Paul Ohm recently put out an article where he makes the dramatic claim that de-identification has failed (see http://papers.ssrn.com/sol3/papers.cfm?abstract_id=1450006). I have heard that argument before and the argument’s primary weakness is amplified in this article – therefore I feel compelled to comment.
Paul Ohm’s argument about the failure of anonymization is based on evidence that does not actually support his point. Therefore, his overall argument about de-identification is very questionable. Below I will explain why.
The key point is that existing re-identifications successes demonstrate the de-identification does not work. This, of course, assumes that the datasets that were re-identified was properly anonymized – it was not. One example that Ohm uses to make his case is the insurance database released in Massachusetts more than a decade ago (pre-HIPAA). That database was not properly anonymized and no professional working in this field would say that that was a properly anonymized database. The Group Insurance Commission did a lousy job. The second example is AOL – which again is an example of a database that was not properly anonymized. AOL did a lousy job in anonymizing their database. In fact the examples he cites were cases where the custodian did not use existing re-identification risk measurement techniques and did not use de-identification techniques that are available in the literature. We know how to de-identify datasets properly (up to a pre-specified threshold) and in none of those examples was this done. There is no example of a database that has been properly de-identified being re-identified.
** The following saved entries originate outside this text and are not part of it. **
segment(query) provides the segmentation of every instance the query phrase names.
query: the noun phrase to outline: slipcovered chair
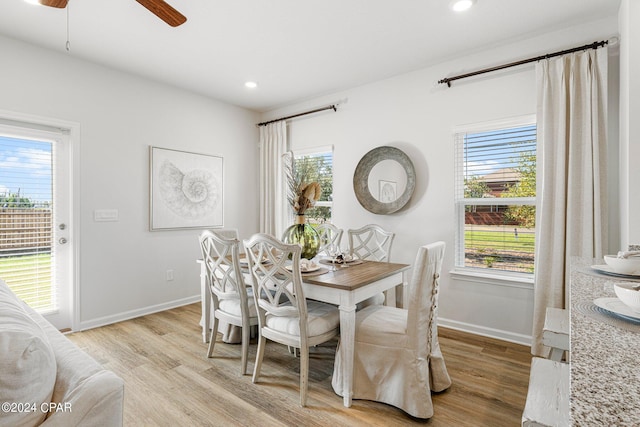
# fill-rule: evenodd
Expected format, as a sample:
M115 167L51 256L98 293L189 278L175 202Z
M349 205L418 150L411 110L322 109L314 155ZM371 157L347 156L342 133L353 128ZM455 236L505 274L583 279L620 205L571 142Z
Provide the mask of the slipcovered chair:
M395 233L386 231L376 224L365 225L358 229L347 230L349 234L349 254L356 259L389 262L391 244ZM358 310L369 305L384 304L385 294L381 293L368 298L356 307Z
M318 255L337 255L340 251L340 241L342 240L342 230L333 224L322 223L316 226L316 231L320 236L320 248Z
M431 391L451 385L438 343L438 279L444 242L418 250L408 310L371 305L356 313L353 398L384 402L411 416L433 416ZM342 395L342 363L336 352L333 390Z
M242 356L240 372L247 373L251 326L258 324L258 313L253 298L247 294L239 263L240 241L224 237L221 233L205 230L200 234L200 249L207 272L207 285L211 290L213 307L212 336L207 357L211 357L216 344L218 320L242 329Z
M253 382L257 382L260 375L267 338L298 348L300 405L305 406L309 347L322 344L338 335L340 314L333 305L305 299L299 245L282 243L267 234L255 234L244 241L244 247L259 322Z

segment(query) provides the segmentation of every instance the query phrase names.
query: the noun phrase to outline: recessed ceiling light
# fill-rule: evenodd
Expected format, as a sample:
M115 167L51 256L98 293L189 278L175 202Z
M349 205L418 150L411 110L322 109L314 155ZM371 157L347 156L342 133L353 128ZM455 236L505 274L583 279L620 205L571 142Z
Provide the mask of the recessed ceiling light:
M249 89L255 89L258 87L258 83L256 82L245 82L244 83L244 87L249 88Z
M40 3L40 0L24 0L24 1L29 4L37 4L38 6L42 4Z
M476 0L456 0L451 2L451 9L456 12L464 12L465 10L469 10L475 2Z

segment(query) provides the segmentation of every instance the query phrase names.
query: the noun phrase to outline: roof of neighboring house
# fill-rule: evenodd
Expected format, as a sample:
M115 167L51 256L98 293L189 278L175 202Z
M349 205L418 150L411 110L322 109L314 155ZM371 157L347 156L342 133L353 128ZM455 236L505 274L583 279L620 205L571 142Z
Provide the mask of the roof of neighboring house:
M498 169L495 172L483 176L482 181L487 183L520 181L520 172L513 168Z

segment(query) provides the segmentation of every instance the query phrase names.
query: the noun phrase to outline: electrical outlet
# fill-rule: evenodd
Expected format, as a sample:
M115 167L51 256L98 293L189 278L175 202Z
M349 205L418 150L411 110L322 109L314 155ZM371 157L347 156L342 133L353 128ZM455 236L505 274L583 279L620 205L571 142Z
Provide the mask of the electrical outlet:
M166 278L167 278L167 282L170 282L173 280L173 270L167 270Z

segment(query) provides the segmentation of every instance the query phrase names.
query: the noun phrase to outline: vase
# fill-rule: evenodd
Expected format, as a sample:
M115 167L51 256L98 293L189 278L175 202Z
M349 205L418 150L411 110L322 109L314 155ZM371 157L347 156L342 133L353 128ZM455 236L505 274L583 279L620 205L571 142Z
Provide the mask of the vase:
M307 224L304 215L296 215L295 224L287 228L282 241L288 244L298 244L302 247L301 258L311 259L318 254L320 248L320 236L316 229Z

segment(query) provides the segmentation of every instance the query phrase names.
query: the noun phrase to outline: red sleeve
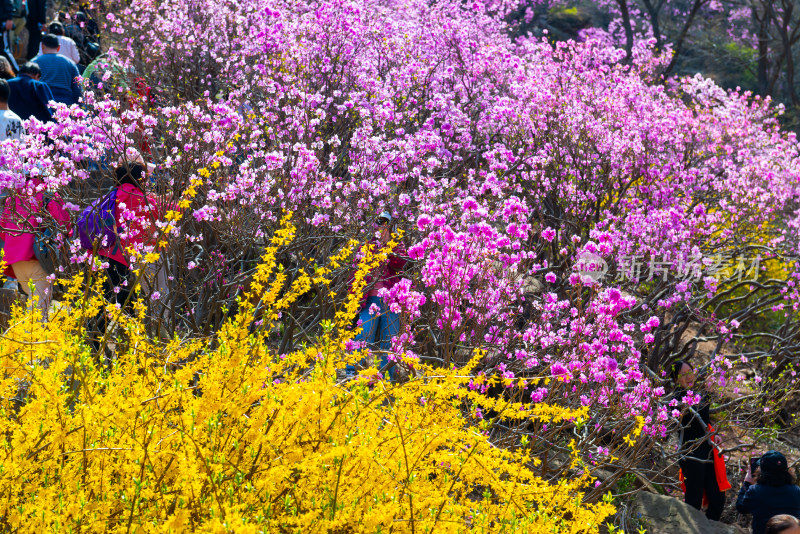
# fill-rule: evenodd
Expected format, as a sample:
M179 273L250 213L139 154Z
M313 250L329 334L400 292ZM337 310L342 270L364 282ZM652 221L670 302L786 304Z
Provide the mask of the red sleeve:
M125 209L120 209L120 204ZM129 212L126 218L126 212ZM133 218L130 217L130 212ZM135 243L152 241L157 212L147 196L136 186L125 184L117 191L117 225L125 232L123 245L129 247Z
M69 213L67 213L67 210L64 209L64 204L62 204L61 198L56 197L48 202L47 211L59 224L67 224L69 222Z

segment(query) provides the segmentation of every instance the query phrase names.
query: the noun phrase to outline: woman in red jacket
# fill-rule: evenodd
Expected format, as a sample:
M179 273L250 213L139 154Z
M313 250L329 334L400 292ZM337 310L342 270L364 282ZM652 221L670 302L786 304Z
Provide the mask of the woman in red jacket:
M45 205L42 181L30 178L17 188L13 196L5 199L0 219L0 239L4 241L3 260L8 265L3 274L16 278L29 298L36 297L42 318L47 318L53 282L33 252L35 233L43 216L42 208L59 224L65 225L69 222L69 214L64 210L60 199L56 196L47 200Z
M144 192L143 183L147 180L146 167L133 163L120 165L114 171L117 180L117 206L115 232L119 241L97 251L109 264L106 272L109 282L119 287L112 302L124 303L130 293L131 269L130 249L139 249L142 245L152 243L155 222L158 212L155 203ZM125 282L130 282L125 284Z
M147 167L140 163L123 163L115 170L117 181L116 224L114 233L117 241L97 250L108 263L107 277L103 281L103 293L112 304L130 307L133 303L131 292L135 279L131 270L131 249L140 250L142 246L154 241L158 220L158 210L153 199L144 191L147 181ZM95 319L97 330L106 332L107 317L101 312ZM95 348L99 348L99 343Z

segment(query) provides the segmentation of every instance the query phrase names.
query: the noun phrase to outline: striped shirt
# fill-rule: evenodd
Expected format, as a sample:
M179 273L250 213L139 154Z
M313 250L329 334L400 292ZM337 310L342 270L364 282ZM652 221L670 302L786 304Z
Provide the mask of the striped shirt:
M75 63L61 54L44 54L33 60L42 69L42 79L53 92L53 100L67 105L77 104L82 89Z

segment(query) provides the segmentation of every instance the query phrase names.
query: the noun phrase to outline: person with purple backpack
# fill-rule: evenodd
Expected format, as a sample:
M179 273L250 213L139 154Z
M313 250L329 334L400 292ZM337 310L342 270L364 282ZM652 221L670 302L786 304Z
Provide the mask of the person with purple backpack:
M130 251L152 242L158 210L144 191L145 165L122 162L114 175L117 185L83 210L76 226L81 246L101 256L108 265L103 280L106 300L130 307L135 283ZM105 312L95 318L98 337L105 334L107 322ZM95 349L99 349L99 342Z

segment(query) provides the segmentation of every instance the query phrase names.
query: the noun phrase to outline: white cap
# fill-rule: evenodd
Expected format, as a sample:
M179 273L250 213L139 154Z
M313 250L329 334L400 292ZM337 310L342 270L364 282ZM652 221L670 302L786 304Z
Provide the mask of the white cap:
M378 219L386 219L387 221L392 222L392 214L388 211L383 211L380 215L378 215Z

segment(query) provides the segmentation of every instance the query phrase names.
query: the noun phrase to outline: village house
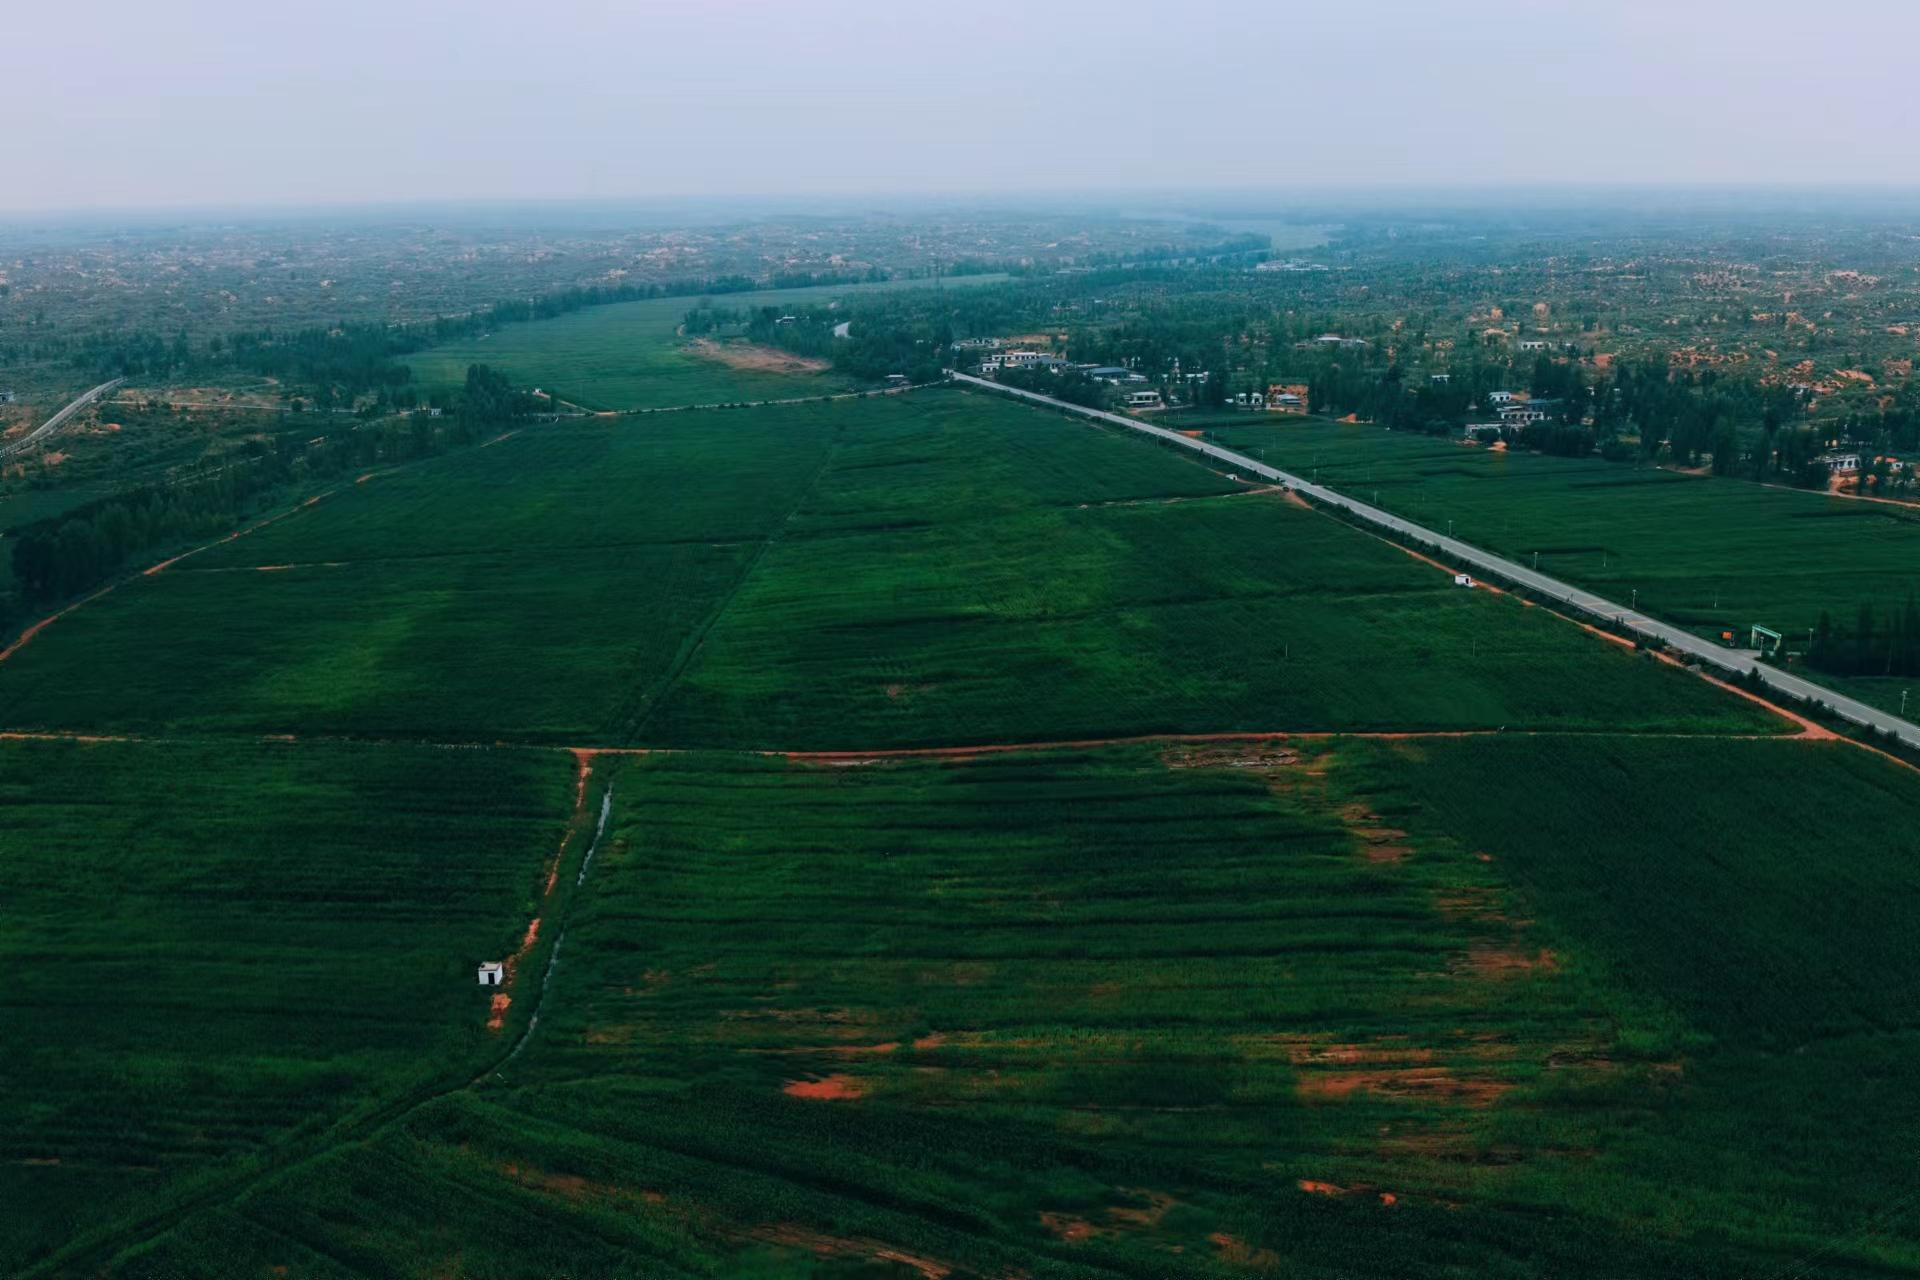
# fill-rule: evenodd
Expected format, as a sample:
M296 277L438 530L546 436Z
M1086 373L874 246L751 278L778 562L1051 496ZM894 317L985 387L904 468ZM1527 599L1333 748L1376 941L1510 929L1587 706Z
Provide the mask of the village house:
M1545 422L1560 411L1558 400L1512 400L1500 406L1500 421L1509 426Z
M1158 391L1127 392L1127 408L1129 409L1164 409L1166 407L1166 404L1160 399L1160 393Z
M497 987L507 980L507 966L498 960L489 960L480 966L480 985Z
M1267 388L1267 408L1274 413L1307 412L1307 384L1276 382Z

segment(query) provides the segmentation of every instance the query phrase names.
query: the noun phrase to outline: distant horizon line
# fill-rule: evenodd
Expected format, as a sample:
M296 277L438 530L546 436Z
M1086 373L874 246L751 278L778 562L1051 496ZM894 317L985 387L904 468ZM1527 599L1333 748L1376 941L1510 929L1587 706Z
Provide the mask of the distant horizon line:
M869 188L793 192L674 193L654 195L455 195L422 196L401 199L350 198L343 200L237 200L196 203L49 205L44 207L0 206L0 225L47 224L61 222L111 222L115 220L179 220L207 218L313 218L347 215L406 214L418 212L501 212L536 210L580 210L587 212L648 211L664 213L699 209L751 211L756 216L773 212L820 215L822 213L886 213L894 209L966 208L981 211L1044 209L1059 212L1065 208L1096 206L1103 211L1119 212L1115 205L1159 205L1152 212L1130 212L1122 216L1191 217L1205 215L1179 206L1211 203L1226 205L1260 202L1266 216L1299 212L1302 215L1324 211L1335 203L1379 203L1385 209L1405 207L1422 201L1466 200L1468 208L1479 202L1519 199L1529 205L1549 204L1558 199L1595 197L1631 198L1636 203L1653 201L1692 202L1714 198L1771 196L1807 205L1836 205L1861 200L1908 198L1915 201L1913 212L1920 216L1920 181L1722 181L1668 182L1554 180L1536 182L1326 182L1290 186L1238 187L1023 187L1005 189ZM1351 211L1351 210L1349 210ZM1227 210L1218 210L1231 216Z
So I want to make a distinction between lousy practice and good practice. Being a software engineer in a previous life, I will use a software example. There are different levels of maturity in software development: lousy and good. We measure project risk using a maturity scale. If I see a couple of software projects that produce buggy software and do not deliver on time, I would not conclude that all software development is lousy and therefore software engineering is dead and should be abandoned – which is what Ohm’s reasoning would lead me to. It just happened that I selected a couple of low maturity projects, and if I had selected high maturity projects I would have a very different picture.
Ohm has taken examples of poorly de-identified datasets that were re-identified and drew broad conclusions from those. A truly sophisticated custodian would measure the risk of re-identification (see http://www.jamia.org/cgi/content/abstract/15/5/627 and the references therein for examples), and if it is too high then the custodian would use a contemporary de-identification technique to de-identify the data (see http://www.jamia.org/cgi/content/abstract/M3144v1 and the references therein for examples).
If a custodian discloses a dataset that has proper identity and attribute disclosure control (ie, the risk of re-identification is below a threshold), and an intruder demonstrates that the risk of re-identification is higher than the threshold, then there should be concern. This article does not demonstrate that at all. However, a valid conclusion from the article would be that if you do lousy de-identification then the data is easy to re-identify.
Therefore, extreme caution is advised here.